Who is the final authority for setting your organization’s AI strategy? (Source: Ponemon Institute)

73% of CIOs, CISOs, and other IT leaders believe reducing information complexity is key to AI readiness.

“Without trusted, well-governed information, AI can’t deliver on its promise,” said Shannon Bell, Chief Digital Officer, OpenText.

Information complexity impedes readiness

While AI is a high priority, the research underscores a key gap, that most organizations lack the information readiness to deploy AI securely. The report also found that while IT and security leaders remain confident in the ROI of AI, it is difficult to adopt, secure, and govern.

As this gap widens, information management is becoming the connective tissue between enabling innovation and maintaining trust.

73% say reducing complexity is essential for a strong security posture, with unstructured data among the top contributors to complexity.

To address data security risks in AI, 46% of respondents say they are developing a data security program and practice. Just 43% are very or highly confident in their ability to measure ROI on securing and managing information assets.

Major barrier to AI investments

Leaders are optimistic about the value AI can deliver, but readiness is low. Many organizations still lack the security, governance, and alignment needed to deploy AI responsibly.

57% of respondents rate AI adoption as a top priority, and 54% are confident they can demonstrate ROI from AI initiatives. However, half say it’s difficult to reduce AI security and legal risks.

Despite being a priority, the top governance challenge is insufficient budget for investments in AI technologies. 31% of respondents say there is insufficient budget for AI-based technologies.

This is followed by 29% of respondents who say there is not enough time to integrate AI-based technologies into security workflows, 28% of respondents who say IT and IT security functions are not aligned with the organization’s AI strategy and 28% of respondents say their organizations can’t recruit personnel experienced in AI-based technologies.

GenAI is gaining traction, with a third having adopted it, and another 26% planning to in the next six months.
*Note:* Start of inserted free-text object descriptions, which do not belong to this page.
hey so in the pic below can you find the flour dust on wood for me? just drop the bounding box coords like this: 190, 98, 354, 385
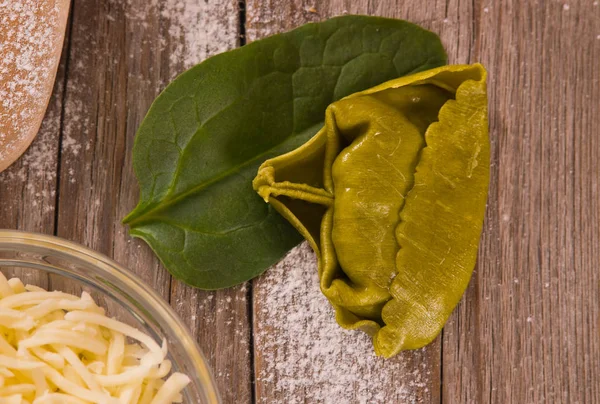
0, 0, 68, 172
255, 243, 432, 404
125, 0, 238, 75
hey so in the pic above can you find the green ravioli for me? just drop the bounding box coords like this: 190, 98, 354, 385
253, 64, 489, 357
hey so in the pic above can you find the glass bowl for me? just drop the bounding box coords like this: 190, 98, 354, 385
0, 230, 220, 403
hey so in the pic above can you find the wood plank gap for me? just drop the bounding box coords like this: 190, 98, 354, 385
165, 2, 253, 402
238, 3, 255, 403
48, 0, 75, 291
439, 328, 444, 404
53, 0, 75, 240
247, 282, 257, 404
247, 4, 456, 403
239, 0, 247, 46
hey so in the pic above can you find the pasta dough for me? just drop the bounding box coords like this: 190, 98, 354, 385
254, 64, 489, 358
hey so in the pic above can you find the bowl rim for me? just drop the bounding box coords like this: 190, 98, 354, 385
0, 229, 221, 404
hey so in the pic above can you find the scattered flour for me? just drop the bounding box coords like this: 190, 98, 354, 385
56, 0, 239, 183
0, 91, 60, 212
255, 243, 432, 404
0, 108, 58, 183
246, 3, 321, 41
4, 3, 438, 401
160, 0, 238, 70
124, 0, 238, 73
0, 0, 66, 171
62, 132, 82, 156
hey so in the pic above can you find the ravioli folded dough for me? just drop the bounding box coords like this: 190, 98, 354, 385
253, 64, 489, 358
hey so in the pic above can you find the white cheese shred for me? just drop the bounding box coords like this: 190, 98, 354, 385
0, 276, 191, 403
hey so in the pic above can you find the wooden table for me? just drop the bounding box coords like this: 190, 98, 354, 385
1, 0, 598, 402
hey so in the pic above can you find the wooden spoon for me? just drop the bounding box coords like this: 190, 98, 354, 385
0, 0, 70, 173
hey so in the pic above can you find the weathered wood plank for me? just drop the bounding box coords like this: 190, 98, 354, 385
161, 1, 253, 402
0, 0, 69, 173
53, 0, 170, 298
247, 1, 472, 402
2, 1, 599, 403
55, 0, 252, 402
171, 281, 252, 403
0, 56, 65, 233
443, 1, 600, 403
0, 28, 69, 288
252, 243, 439, 404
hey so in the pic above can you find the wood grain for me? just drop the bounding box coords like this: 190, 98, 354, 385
0, 53, 65, 233
160, 1, 254, 402
0, 0, 70, 173
246, 0, 470, 402
248, 0, 600, 403
53, 0, 252, 401
443, 1, 600, 403
1, 0, 599, 403
0, 27, 69, 288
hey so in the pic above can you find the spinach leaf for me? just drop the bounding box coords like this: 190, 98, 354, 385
123, 15, 447, 289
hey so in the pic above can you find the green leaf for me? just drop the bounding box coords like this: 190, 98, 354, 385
123, 15, 448, 290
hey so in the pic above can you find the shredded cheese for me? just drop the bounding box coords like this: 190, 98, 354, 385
0, 275, 191, 403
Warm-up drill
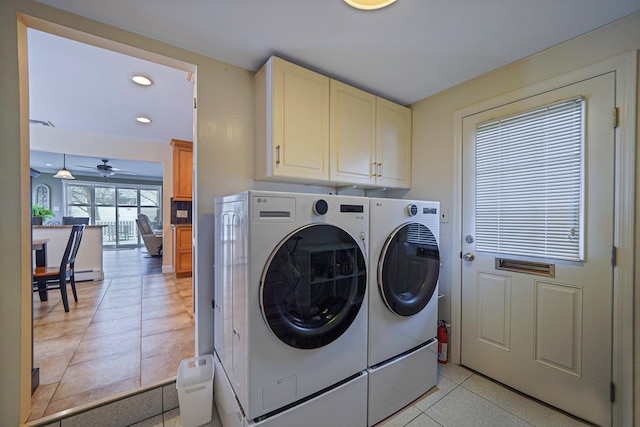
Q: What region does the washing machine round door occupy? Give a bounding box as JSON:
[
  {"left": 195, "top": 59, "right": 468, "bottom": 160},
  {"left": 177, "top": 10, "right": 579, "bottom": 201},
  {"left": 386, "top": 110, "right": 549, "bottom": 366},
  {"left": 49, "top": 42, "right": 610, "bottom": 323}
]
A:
[
  {"left": 378, "top": 222, "right": 439, "bottom": 316},
  {"left": 260, "top": 224, "right": 366, "bottom": 349}
]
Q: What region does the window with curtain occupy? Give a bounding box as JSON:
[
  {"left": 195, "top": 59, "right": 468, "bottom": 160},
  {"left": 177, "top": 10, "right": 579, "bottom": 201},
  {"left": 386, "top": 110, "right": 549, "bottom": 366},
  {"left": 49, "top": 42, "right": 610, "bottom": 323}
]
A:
[{"left": 475, "top": 97, "right": 585, "bottom": 261}]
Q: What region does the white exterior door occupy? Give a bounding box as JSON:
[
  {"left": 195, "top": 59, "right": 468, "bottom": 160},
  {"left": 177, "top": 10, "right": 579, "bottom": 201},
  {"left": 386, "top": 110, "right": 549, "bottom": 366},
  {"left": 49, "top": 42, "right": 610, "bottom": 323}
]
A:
[{"left": 461, "top": 73, "right": 615, "bottom": 426}]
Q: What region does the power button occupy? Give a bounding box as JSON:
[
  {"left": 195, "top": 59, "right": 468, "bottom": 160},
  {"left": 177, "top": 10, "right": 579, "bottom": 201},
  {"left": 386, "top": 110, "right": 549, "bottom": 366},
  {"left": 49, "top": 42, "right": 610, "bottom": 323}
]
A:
[{"left": 313, "top": 199, "right": 329, "bottom": 215}]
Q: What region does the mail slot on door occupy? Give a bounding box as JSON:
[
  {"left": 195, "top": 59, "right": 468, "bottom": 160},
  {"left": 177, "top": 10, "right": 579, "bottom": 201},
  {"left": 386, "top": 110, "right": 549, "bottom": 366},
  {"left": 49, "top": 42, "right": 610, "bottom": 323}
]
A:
[{"left": 495, "top": 258, "right": 555, "bottom": 277}]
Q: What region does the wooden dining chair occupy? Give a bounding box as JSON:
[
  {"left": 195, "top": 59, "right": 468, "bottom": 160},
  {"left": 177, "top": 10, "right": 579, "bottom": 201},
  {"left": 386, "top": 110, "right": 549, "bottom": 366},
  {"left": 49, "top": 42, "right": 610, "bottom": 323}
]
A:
[{"left": 33, "top": 224, "right": 85, "bottom": 312}]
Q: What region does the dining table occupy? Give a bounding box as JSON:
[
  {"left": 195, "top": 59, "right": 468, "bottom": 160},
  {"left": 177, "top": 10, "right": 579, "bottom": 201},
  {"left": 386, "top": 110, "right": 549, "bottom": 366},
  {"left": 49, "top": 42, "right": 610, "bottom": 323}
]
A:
[
  {"left": 32, "top": 238, "right": 48, "bottom": 266},
  {"left": 31, "top": 238, "right": 48, "bottom": 395}
]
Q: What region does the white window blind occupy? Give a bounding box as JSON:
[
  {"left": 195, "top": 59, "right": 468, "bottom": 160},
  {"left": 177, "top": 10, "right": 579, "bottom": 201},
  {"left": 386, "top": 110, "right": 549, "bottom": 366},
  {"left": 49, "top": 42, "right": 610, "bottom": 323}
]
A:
[{"left": 475, "top": 97, "right": 584, "bottom": 261}]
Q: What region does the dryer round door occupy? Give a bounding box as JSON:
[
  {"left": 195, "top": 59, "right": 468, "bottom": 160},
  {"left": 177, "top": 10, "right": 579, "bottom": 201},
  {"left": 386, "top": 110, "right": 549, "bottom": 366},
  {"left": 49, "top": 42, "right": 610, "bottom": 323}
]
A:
[
  {"left": 378, "top": 222, "right": 440, "bottom": 316},
  {"left": 260, "top": 224, "right": 366, "bottom": 349}
]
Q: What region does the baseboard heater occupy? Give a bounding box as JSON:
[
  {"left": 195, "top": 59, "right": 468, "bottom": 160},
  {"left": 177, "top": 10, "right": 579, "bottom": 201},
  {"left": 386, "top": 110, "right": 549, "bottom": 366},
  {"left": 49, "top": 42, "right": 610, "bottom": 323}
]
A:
[{"left": 495, "top": 258, "right": 555, "bottom": 277}]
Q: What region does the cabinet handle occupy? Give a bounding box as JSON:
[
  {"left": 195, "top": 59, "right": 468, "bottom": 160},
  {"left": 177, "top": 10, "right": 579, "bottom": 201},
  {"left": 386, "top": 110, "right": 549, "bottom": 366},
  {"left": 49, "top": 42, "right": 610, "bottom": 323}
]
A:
[
  {"left": 370, "top": 162, "right": 376, "bottom": 177},
  {"left": 276, "top": 145, "right": 280, "bottom": 165},
  {"left": 378, "top": 163, "right": 383, "bottom": 177}
]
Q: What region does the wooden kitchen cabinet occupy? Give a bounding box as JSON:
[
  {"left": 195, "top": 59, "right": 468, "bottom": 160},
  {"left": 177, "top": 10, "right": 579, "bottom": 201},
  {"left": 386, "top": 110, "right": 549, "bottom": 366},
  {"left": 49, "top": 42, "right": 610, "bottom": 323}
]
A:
[
  {"left": 173, "top": 225, "right": 192, "bottom": 278},
  {"left": 171, "top": 139, "right": 193, "bottom": 201},
  {"left": 255, "top": 56, "right": 330, "bottom": 183}
]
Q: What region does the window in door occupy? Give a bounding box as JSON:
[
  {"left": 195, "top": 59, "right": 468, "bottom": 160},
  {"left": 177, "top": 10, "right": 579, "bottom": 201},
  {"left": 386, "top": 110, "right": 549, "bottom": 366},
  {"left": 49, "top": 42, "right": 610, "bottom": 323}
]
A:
[{"left": 475, "top": 97, "right": 585, "bottom": 261}]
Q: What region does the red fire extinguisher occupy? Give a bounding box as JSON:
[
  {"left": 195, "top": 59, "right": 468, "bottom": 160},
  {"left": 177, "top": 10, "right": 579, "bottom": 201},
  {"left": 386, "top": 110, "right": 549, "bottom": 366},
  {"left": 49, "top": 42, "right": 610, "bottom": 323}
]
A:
[{"left": 437, "top": 320, "right": 448, "bottom": 364}]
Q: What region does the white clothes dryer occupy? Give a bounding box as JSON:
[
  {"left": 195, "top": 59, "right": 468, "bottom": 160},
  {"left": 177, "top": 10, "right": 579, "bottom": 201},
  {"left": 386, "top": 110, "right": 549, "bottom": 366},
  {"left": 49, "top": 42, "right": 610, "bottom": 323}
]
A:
[
  {"left": 367, "top": 197, "right": 440, "bottom": 426},
  {"left": 214, "top": 191, "right": 369, "bottom": 424}
]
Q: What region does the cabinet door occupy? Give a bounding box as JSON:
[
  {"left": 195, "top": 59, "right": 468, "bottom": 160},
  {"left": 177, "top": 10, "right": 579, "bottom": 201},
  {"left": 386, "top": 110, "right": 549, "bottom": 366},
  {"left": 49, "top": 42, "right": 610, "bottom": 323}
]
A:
[
  {"left": 174, "top": 226, "right": 192, "bottom": 277},
  {"left": 330, "top": 80, "right": 376, "bottom": 185},
  {"left": 176, "top": 226, "right": 192, "bottom": 249},
  {"left": 171, "top": 139, "right": 193, "bottom": 201},
  {"left": 257, "top": 57, "right": 330, "bottom": 182},
  {"left": 376, "top": 98, "right": 412, "bottom": 189}
]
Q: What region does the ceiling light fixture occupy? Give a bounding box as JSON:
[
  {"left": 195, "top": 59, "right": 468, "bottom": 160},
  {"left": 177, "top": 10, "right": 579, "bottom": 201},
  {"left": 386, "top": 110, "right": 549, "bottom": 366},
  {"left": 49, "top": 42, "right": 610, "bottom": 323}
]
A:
[
  {"left": 136, "top": 116, "right": 152, "bottom": 124},
  {"left": 98, "top": 168, "right": 115, "bottom": 178},
  {"left": 131, "top": 75, "right": 153, "bottom": 86},
  {"left": 344, "top": 0, "right": 397, "bottom": 10},
  {"left": 53, "top": 153, "right": 75, "bottom": 180}
]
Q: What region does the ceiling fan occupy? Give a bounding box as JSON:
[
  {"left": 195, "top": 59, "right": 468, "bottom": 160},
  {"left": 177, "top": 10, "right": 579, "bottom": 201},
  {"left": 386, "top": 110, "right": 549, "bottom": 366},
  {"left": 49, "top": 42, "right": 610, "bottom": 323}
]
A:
[{"left": 76, "top": 159, "right": 137, "bottom": 178}]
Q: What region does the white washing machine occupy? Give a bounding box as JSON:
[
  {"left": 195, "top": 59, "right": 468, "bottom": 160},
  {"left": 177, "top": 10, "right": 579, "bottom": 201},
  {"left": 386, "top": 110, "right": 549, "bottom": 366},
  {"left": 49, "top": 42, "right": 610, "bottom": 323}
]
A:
[
  {"left": 367, "top": 198, "right": 440, "bottom": 426},
  {"left": 214, "top": 190, "right": 369, "bottom": 425},
  {"left": 215, "top": 354, "right": 368, "bottom": 427}
]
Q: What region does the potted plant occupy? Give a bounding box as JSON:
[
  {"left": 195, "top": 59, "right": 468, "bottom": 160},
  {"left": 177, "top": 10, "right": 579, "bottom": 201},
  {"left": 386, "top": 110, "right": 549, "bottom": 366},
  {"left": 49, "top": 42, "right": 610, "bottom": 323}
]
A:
[{"left": 32, "top": 203, "right": 54, "bottom": 225}]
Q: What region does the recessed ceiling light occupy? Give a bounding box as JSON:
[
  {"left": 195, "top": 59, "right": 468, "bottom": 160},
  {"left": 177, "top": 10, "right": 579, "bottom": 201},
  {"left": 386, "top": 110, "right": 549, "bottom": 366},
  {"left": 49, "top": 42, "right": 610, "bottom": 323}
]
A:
[
  {"left": 344, "top": 0, "right": 397, "bottom": 10},
  {"left": 45, "top": 163, "right": 52, "bottom": 167},
  {"left": 136, "top": 116, "right": 152, "bottom": 124},
  {"left": 131, "top": 75, "right": 153, "bottom": 86}
]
Top GenAI use cases include security operations, employee productivity, and software development. Less than a quarter have adopted agentic AI and only 16% will adopt it in the next six months. Less than a third of those rate agentic AI as highly important to their business strategy.

How organizations achieve AI readiness

The research also revealed best practices for achieving AI readiness based on responses from the organizations that have invested in AI. These include:

Protect sensitive data exposure: Organizations should know where sensitive data resides, who can access it, and how it is used. Strong access controls, data classification policies and anomaly detection tools can help reduce exposure.

Implement responsible AI practices: A comprehensive approach includes data cleansing and governance, validating AI inputs and outputs, employee training, and regular model bias checks to ensure AI is used safely and ethically.

Strengthen encryption: Encryption should be applied to data in storage, transit and during AI processing. This ensures that sensitive information remains protected throughout the AI lifecycle.